Monday, August 17, 2015

Moving data from ASO to BSO

Moving data from ASO to BSO seems like taking a step backward to me. But as a part of testing Hybrid Essbase I want to compare it with ASO. To do this I need to create a BSO cube and move data from the ASO cube with which I'm comparing it. This seems really simple -- just export out of the ASO cube and import into the BSO cube. Unfortunately there's more to the story.

I'd love to just set up a replicated partition from ASO to BSO but that's not possible. The tests:

1. Baseline -- Load data into BSO using BSO generated export
First I loaded data into my BSO cube and exported the file. Then I cleared and loaded that file into the cube.

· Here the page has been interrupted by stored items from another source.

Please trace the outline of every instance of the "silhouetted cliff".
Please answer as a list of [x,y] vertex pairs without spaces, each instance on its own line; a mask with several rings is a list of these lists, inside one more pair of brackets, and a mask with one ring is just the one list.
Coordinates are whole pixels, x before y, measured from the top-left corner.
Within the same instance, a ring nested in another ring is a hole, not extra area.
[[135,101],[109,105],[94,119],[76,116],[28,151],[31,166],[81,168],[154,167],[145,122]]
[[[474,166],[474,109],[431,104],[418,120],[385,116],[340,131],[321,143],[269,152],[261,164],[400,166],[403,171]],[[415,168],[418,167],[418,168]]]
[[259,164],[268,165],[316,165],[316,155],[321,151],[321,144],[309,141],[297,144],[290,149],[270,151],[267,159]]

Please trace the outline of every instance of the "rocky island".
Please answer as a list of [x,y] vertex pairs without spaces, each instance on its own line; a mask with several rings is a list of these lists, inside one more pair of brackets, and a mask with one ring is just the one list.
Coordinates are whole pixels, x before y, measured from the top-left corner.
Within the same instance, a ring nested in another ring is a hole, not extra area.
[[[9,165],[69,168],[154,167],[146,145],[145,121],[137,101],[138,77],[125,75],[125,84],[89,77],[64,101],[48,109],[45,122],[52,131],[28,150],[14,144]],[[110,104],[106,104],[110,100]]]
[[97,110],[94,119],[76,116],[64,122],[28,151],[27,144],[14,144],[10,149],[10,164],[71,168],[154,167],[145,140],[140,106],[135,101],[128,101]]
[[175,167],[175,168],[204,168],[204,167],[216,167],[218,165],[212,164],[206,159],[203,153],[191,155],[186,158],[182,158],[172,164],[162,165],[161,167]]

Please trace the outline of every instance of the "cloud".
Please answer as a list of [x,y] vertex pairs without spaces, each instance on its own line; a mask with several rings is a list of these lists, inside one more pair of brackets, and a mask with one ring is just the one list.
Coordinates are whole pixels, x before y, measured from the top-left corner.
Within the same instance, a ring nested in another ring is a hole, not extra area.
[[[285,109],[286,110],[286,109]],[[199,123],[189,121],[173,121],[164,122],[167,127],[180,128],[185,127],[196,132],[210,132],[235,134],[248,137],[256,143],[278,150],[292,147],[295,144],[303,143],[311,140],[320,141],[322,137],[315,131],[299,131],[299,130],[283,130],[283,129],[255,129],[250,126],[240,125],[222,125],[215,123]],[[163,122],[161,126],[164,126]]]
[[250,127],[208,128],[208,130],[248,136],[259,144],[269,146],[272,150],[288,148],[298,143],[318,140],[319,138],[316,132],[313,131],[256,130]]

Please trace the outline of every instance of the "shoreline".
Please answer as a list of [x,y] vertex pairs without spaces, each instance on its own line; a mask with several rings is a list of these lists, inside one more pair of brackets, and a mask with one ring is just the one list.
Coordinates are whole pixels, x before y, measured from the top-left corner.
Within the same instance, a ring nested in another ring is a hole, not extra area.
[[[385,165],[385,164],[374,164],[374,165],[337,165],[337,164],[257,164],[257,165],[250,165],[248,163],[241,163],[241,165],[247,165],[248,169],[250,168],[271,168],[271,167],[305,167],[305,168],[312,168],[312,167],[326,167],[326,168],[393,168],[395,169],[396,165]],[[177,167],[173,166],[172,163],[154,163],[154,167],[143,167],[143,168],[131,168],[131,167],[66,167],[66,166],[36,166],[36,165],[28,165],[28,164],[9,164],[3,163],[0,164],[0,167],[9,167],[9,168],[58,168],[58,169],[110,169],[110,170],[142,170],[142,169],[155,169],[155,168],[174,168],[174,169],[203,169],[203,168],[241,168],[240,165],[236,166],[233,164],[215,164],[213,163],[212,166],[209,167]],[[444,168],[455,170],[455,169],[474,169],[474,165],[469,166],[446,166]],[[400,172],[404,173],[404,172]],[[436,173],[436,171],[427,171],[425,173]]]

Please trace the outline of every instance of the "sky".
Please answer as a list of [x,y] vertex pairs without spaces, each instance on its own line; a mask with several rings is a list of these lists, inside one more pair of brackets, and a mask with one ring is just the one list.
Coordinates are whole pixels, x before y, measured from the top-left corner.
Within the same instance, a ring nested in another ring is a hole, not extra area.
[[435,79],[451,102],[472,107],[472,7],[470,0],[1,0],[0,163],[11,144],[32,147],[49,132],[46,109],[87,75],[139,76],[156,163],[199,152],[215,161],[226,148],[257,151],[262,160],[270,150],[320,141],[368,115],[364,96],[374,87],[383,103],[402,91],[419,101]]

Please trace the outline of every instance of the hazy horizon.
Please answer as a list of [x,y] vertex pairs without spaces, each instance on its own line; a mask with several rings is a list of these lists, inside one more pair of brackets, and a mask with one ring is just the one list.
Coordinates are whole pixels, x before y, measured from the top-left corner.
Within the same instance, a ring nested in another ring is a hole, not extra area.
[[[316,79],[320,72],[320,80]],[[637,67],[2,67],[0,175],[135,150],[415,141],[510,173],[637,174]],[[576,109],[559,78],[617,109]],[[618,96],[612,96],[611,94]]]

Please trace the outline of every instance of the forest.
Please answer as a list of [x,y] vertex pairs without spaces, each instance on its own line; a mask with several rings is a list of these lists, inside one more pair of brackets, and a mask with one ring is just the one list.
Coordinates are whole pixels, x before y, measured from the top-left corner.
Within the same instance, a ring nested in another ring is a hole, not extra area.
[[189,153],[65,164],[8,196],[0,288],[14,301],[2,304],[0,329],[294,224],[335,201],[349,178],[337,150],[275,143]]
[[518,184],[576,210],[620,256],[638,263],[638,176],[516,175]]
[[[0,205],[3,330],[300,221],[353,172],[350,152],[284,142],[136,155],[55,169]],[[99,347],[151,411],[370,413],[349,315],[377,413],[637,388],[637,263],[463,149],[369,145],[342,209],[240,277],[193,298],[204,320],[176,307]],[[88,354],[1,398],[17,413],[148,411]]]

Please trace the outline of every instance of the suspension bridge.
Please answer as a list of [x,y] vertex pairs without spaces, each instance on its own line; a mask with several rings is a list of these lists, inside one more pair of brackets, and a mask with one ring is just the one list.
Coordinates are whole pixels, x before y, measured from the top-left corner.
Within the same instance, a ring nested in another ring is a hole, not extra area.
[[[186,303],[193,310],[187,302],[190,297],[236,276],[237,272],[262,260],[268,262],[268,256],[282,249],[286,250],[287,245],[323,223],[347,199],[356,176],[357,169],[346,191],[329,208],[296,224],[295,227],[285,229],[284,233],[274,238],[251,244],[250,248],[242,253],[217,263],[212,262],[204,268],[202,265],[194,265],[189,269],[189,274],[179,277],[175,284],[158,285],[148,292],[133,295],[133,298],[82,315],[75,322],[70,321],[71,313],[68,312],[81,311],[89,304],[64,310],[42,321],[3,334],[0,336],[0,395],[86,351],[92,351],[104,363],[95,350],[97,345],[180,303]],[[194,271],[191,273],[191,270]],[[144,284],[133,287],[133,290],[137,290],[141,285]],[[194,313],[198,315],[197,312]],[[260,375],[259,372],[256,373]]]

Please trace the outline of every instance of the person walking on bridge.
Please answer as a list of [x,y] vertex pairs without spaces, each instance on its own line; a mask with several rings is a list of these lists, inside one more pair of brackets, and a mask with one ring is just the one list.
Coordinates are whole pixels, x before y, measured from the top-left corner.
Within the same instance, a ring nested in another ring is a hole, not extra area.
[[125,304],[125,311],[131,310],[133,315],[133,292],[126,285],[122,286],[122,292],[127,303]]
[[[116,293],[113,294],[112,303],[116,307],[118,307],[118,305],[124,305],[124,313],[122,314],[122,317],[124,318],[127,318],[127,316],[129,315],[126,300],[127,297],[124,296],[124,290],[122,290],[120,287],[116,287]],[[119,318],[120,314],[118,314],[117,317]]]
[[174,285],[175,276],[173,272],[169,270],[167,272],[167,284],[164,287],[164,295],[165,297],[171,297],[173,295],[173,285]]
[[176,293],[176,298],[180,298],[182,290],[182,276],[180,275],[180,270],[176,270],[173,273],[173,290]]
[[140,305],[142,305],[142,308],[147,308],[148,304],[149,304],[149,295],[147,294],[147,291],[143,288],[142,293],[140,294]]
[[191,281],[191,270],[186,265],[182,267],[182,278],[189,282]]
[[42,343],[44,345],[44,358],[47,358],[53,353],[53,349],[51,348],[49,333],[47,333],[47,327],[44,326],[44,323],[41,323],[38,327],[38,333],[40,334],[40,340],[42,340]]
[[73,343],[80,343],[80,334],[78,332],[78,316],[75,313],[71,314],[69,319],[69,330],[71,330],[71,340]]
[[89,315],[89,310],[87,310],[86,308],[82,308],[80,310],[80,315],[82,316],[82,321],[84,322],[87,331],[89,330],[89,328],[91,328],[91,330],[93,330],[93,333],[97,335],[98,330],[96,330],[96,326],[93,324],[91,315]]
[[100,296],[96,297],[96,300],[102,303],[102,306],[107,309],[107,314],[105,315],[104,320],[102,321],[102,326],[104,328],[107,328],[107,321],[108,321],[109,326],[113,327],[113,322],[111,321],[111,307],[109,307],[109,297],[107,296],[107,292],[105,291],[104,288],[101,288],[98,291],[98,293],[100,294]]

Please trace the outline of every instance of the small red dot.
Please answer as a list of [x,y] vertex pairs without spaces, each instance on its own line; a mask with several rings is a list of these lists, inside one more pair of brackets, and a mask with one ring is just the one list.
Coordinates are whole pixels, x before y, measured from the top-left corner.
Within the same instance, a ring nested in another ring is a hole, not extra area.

Theoretically this should be a completely fragment free cube and should be the fastest load possible.
Elapsed Time: 16.19 seconds
Page file size: 25,215,057 bytes

2. Load data into BSO using ASO generated export (no compression dim)
Next I exported the data from ASO and imported it into the BSO cube. This is dog slow. It took almost 15x longer and 5x the disk space. This is probably the least optimal way of loading data into BSO since it was loading each block into memory and writing to disk for just about every number that got loaded.
Elapsed Time: 238.84 seconds
Page file size: 127,402,065 bytes

3. Load data into BSO using ASO generated export (compression dim is Time)
Next I set the compression dimension for the ASO cube to Time. This changes the way the data export is written to disk -- the compression dimension members will be in columns. This helped a bit because now at least the Time members are loaded and written to a block at the same time since Time is dense in the BSO cube.
Elapsed Time: 58.72 seconds
Page file size: 66,355,281 bytes

4. Load data into BSO using ASO MDX export
Finally, I exported the ASO data using an MDX script. This allows you to get the columns in the right order (largest sparse to smallest sparse then dense) so that each block will be written only once in the target BSO cube. This test is a bit more complex. First of all, the export didn't work in version 11.1.2.2 -- the size of the CrossJoin() was too large.

ERROR - 1200712 - Internal error: Query is allocating too large memory ( > 4GB) and cannot be executed. Query allocation exceeds allocation limits.

The good news is that it worked like a champ in 11.1.2.4.002. This is interesting because the MDX limits listed in the 11.1.2.2, 11.1.2.3 and 11.1.2.4 Tech Refs appear to be all the same. The bad news is that MDX is still exported in a very messy way. I wrote a Perl script to format the data -- more about that here. Now we're back to the same results as the pure BSO export.
Note: the MDX export was about 8 seconds slower than the ASO export. Also, the file conversion in Perl took about 9 seconds.
Elapsed Time: 16.38 seconds (plus 8 seconds for the export and 9 seconds for conversion of the export file)
Page file size: 25,215,057 bytes

Conclusion:
Don't blindly export an ASO cube and import the file into a BSO cube. At least try to set your compression dimension to be the same as the most dense dimension in the BSO cube. If you can, export using MDX.